Scientists at the NanoTech Institute in Dallas showed that nanotube speakers worked just as well in water as they did in air and could also cancel out unwanted noise.

The University of Texas at Dallas research team, led by Dr Ali Aliev, found the nanotubes were more efficient at producing the low-frequency sound waves used to scan the ocean than the existing sonar equipment.

The nanotubes’ success in producing sound in the ocean was due to the fact they repel water slightly and form a layer of air along their perimeter.

Instead of producing sound vibrations like traditional speakers, nanotubes heat and cool very quickly when alternating current is passed through them, producing a pressure wave that can be detected as sound.

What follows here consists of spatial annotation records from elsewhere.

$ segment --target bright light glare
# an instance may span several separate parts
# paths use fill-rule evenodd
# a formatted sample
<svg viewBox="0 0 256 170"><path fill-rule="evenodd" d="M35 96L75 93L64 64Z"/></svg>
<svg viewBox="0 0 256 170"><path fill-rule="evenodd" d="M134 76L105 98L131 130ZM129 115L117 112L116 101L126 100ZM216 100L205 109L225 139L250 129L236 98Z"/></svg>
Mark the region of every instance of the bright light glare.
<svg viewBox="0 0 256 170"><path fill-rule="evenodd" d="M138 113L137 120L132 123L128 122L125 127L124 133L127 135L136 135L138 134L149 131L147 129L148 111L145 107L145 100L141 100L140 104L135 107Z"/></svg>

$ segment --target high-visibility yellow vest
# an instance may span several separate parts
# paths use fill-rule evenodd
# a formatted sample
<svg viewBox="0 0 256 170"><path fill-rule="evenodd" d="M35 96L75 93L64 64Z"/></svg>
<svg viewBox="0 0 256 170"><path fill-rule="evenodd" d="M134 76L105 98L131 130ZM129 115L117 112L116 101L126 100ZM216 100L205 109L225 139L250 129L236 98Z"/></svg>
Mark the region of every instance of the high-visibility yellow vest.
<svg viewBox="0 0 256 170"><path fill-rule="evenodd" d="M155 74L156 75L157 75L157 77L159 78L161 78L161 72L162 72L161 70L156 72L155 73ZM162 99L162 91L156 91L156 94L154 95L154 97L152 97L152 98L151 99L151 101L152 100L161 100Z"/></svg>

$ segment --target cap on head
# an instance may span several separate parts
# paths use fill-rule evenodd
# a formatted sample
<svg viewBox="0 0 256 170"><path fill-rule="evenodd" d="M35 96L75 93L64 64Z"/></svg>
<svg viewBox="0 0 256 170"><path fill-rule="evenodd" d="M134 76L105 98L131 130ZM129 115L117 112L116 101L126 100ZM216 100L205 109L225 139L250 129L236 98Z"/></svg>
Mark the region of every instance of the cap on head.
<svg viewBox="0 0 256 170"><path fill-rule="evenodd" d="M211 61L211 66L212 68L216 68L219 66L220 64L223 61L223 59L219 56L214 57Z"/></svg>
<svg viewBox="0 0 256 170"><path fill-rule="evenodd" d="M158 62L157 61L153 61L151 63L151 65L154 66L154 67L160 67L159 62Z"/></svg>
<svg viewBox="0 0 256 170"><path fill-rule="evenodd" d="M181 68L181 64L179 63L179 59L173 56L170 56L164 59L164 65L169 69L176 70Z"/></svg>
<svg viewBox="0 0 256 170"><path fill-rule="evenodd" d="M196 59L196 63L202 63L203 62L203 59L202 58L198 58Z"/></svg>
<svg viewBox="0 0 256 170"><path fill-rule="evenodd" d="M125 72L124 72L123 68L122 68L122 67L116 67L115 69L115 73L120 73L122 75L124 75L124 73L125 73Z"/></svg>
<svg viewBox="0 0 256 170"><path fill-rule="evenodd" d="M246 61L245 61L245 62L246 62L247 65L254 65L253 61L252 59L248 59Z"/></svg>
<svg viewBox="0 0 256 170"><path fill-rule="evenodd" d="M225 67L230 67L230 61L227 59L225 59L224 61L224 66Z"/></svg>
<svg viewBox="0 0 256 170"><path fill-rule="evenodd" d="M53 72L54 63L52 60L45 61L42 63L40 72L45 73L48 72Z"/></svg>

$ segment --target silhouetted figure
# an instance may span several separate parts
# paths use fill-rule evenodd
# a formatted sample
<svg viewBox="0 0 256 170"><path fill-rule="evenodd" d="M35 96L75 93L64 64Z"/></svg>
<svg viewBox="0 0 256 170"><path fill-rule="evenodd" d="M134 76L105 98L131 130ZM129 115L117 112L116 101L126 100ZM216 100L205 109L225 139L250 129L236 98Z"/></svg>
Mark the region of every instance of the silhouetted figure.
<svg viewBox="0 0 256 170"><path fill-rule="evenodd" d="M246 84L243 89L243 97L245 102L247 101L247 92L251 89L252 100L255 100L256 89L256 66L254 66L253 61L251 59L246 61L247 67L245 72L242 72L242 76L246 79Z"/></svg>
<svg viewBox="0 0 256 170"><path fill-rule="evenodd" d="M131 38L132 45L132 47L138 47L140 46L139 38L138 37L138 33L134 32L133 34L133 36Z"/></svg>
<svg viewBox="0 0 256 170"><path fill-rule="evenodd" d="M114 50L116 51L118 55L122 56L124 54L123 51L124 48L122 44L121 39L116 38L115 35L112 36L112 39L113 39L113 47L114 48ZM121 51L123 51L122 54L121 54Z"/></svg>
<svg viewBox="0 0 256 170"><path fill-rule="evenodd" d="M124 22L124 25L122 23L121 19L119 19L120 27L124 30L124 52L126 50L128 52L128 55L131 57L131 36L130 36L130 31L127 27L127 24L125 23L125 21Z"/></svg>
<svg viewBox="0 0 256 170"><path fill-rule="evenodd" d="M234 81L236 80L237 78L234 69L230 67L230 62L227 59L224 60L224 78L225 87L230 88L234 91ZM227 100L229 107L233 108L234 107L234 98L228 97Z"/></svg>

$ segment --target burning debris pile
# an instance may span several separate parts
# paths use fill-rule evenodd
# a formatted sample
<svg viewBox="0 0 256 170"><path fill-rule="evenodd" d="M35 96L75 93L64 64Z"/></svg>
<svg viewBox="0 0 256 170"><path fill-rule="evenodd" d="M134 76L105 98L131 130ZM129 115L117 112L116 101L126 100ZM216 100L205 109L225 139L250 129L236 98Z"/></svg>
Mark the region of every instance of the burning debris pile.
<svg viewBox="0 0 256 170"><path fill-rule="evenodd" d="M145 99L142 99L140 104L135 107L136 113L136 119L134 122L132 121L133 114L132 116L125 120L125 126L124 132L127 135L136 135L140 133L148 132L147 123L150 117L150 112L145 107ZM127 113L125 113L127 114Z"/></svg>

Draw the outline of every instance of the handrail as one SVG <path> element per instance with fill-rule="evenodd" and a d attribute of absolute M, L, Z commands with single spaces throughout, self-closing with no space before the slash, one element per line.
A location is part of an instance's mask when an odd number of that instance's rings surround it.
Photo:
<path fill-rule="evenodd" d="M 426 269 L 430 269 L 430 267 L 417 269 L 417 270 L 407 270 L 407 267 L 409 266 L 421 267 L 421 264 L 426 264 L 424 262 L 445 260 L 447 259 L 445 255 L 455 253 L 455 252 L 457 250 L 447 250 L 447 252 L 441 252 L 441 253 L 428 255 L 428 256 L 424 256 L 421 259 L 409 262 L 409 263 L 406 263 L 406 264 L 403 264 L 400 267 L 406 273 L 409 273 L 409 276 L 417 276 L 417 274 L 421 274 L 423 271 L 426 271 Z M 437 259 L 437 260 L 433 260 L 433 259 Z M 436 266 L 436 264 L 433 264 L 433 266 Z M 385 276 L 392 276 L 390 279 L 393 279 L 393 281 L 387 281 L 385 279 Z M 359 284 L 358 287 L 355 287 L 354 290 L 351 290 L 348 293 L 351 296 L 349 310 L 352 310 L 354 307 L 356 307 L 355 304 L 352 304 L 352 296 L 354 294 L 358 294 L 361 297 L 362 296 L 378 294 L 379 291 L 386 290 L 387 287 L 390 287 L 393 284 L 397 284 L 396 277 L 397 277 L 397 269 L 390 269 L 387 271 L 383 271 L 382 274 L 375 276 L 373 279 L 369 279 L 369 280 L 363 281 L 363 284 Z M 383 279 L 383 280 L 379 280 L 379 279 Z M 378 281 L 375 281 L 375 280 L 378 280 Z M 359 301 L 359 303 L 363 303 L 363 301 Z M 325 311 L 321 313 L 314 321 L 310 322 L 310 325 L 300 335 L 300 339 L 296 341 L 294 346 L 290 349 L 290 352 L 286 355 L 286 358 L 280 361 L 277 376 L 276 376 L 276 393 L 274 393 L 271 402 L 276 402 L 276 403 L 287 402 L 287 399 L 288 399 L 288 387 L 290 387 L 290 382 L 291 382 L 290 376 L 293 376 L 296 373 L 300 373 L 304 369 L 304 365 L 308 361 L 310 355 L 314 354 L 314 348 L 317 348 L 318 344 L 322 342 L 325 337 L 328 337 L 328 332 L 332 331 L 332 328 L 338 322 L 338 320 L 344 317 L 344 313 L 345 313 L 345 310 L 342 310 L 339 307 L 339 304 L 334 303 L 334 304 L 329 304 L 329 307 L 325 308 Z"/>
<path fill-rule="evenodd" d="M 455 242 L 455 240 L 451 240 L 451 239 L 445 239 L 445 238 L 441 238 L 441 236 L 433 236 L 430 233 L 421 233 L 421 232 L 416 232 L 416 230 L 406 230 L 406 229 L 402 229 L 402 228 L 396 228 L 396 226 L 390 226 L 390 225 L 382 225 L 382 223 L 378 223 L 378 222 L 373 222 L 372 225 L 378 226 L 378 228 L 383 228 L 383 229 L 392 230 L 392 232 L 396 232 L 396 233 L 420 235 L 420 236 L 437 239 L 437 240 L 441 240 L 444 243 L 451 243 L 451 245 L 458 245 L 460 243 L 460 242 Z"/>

An experimental setup measures acoustic sound projection in liquids from a sheet of carbon nanotubes
An experimental setup measures acoustic sound projection in liquids from a sheet of carbon nanotubes

Water needs more energy than air to change its temperature and doesn’t expand as much when heated. But the layer of air around the nanotubes meant they could still produce this ‘thermoacoustic’ sound in the ocean.

Traditional sonar equipment can also be heavy and expensive so nanotubes could provide an attractive alternative when mounted on underwater vehicles.

‘Nanotube sheets can easily be deployed on curved surfaces, such as the hull of a sub,’ said Aliev. ‘They’re very light, about 20 microns thick and they’re 99 per cent porous.

‘Layers of nanotube sheets can be built up, each with a different function, for sonar projector applications or for control of the boundary layer losses for marine vehicles.’

The team also confirmed previous studies that showed nanotube speakers tuned to the correct frequency could cancel out noises such as the rumble of a submarine.

‘These underwater sound generators could cancel out the sonar signal being sent out by another sub, leaving the friendly sub undetected,’ added Aliev.

The research was partially sponsored by the National Science Foundation, the Office of Naval Research and the Air Force Office of Scientific Research.